A.N. Idiot: ‘Something must be done.’
A.N. Other Idiot: ‘Here’s something, let’s do that.’
Me: Sigh. ‘With or without any evidence that it works?’
Further Idiot: ‘Evidence, we don’t need evidence. It is obvious that this will be effective.’
All idiots together: ‘Well, that’s good enough for me.’
Here is the contrary standpoint. If doing nothing is just as effective as doing something, then I always recommend we take the ‘doing nothing’ option. Apart from anything else it frees up time to do other things that are clearly more beneficial. Such as getting in a bit of whisky tasting or picking your teeth.
In fact, doing nothing is part of my broader ‘don’t just do something, stand there’ initiative. Unfortunately, almost everyone else seems to favour the ‘Work, work, busy, busy, chop, chop, bang, bang.’ philosophy. ‘Looks how busy I am. I must be doing good.’ To quote Bing Crosby:
‘We’re busy doin’ nothin’
Workin’ the whole day through
Tryin’ to find lots of things not to do
We’re busy goin’ nowhere
Isn’t it just a crime
We’d like to be unhappy, but
We never do have the time
I have to watch the river
To see that it doesn’t stop
And stick around the rosebuds
So they’ll know when to pop
And keep the crickets cheerful
They’re really a solemn bunch
And only an hour for lunch.’
I love that song.
Having said this, I also do believe we should try to ensure that research papers are not complete rubbish, based on fraudulent research (see under the Surgisphere paper on hydroxychloroquine – published in the Lancet). For science to work, we should be able trust what we read. As far as this is possible.
But the peer-review system, as it currently exists, does not achieve this. It allows utter made-up rubbish to be published. Worse, much worse, it stops a great deal of potentially valuable research dead in its tracks.
‘If mankind is to profit freely from the small and sporadic crop of the heroically gifted it produces, it will have to cultivate the delicate art of handling ideas.’ Wilfred Trotter.
Therefore, gentle reader, I have a suggestion.

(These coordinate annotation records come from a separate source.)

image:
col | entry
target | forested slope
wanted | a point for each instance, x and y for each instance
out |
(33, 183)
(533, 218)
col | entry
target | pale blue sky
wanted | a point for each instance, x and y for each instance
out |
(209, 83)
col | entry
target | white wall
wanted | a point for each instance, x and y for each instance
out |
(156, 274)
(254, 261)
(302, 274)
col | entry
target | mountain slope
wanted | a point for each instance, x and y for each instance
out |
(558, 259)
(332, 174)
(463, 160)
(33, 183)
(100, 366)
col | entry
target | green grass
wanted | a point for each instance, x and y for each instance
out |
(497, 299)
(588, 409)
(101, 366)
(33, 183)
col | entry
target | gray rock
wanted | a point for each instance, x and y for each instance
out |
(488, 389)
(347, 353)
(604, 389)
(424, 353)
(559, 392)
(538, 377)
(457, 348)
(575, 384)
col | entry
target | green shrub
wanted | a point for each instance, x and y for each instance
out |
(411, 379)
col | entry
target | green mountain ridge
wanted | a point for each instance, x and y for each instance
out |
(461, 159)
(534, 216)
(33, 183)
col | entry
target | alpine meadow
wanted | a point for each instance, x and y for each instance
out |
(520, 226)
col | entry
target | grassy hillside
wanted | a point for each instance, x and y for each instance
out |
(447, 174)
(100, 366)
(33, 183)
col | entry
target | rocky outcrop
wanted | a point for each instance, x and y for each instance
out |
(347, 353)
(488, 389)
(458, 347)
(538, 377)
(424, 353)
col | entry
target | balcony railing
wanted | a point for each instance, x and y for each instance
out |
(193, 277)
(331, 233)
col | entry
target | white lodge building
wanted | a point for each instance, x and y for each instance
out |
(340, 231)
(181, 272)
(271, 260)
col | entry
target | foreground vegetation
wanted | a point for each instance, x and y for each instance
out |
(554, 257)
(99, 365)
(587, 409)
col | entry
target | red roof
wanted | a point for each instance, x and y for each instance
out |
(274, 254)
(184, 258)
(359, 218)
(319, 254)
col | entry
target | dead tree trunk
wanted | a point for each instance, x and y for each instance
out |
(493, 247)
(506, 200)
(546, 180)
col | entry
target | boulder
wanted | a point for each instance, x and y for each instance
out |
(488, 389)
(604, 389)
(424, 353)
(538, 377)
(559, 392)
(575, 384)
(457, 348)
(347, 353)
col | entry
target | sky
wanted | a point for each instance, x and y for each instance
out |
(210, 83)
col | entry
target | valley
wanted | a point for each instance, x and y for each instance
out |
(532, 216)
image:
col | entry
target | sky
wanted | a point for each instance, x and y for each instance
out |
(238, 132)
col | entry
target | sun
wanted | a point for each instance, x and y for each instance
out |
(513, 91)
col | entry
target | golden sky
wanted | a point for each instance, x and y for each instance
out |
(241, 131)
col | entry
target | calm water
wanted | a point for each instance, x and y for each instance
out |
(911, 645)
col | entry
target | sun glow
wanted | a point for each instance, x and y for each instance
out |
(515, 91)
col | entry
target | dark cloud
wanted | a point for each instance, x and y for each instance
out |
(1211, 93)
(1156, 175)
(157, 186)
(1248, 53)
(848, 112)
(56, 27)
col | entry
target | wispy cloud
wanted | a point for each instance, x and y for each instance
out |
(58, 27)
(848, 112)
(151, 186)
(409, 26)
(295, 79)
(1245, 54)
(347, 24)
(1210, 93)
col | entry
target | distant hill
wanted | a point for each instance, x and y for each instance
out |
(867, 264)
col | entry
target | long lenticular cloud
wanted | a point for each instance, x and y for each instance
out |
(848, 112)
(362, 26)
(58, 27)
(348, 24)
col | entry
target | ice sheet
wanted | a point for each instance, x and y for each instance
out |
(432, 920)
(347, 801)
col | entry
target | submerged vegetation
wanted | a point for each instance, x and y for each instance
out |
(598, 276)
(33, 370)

Journal editors should make their own decisions about what should and should not be published, based on how interesting and valuable it seems, then publish. Do not hide behind shadowy peer-reviewers, who have their own agendas to pursue.
At which point you use the Internet for what it is good at. Get a bloody good discussion going. Make the article free to view, for anyone, for the first two or three months – or longer. Invite a broad scientific audience to get involved.
Make it easy for people to attack it or praise it. Hit the upvote button. There are very many, very smart people out there. If they can’t find a problem with a paper, fine. If they can, get the authors to argue their case. Publish the best responses. Expose the discussion to the world. Pull the paper, if needed. Slap various addendums on it, such as ‘readers should note that this paper is a steaming pile of…’
Would this work. Well, it was certainly not the Lancet editorial team, or the peer-reviewers, or even the authors of the paper, who recognised that the hydroxychloroquine paper was fraudulent. It was other researchers from around the world who pointed out that the data were made-up.6
So, in my view, we need to allow the entire world to be reviewers and get rid of peer-review. Other than use it to provide helpful suggestions as to how to make the paper better. Just to add that the helpful elf who edits my blog ramblings, had this to say about this blog:
‘Like it – what you’re suggesting is a TripAdvisor like free scientific paper web site that can be commented on by anyone … ‘ Which is a bloody good summary.
I lay this suggestion before you with all great humility. Next, I hope to discuss the FDA, and the other regulatory bodies around the world. Let me see. What comes after hyenas? Vultures, great white sharks, vampires, leeches … let me think.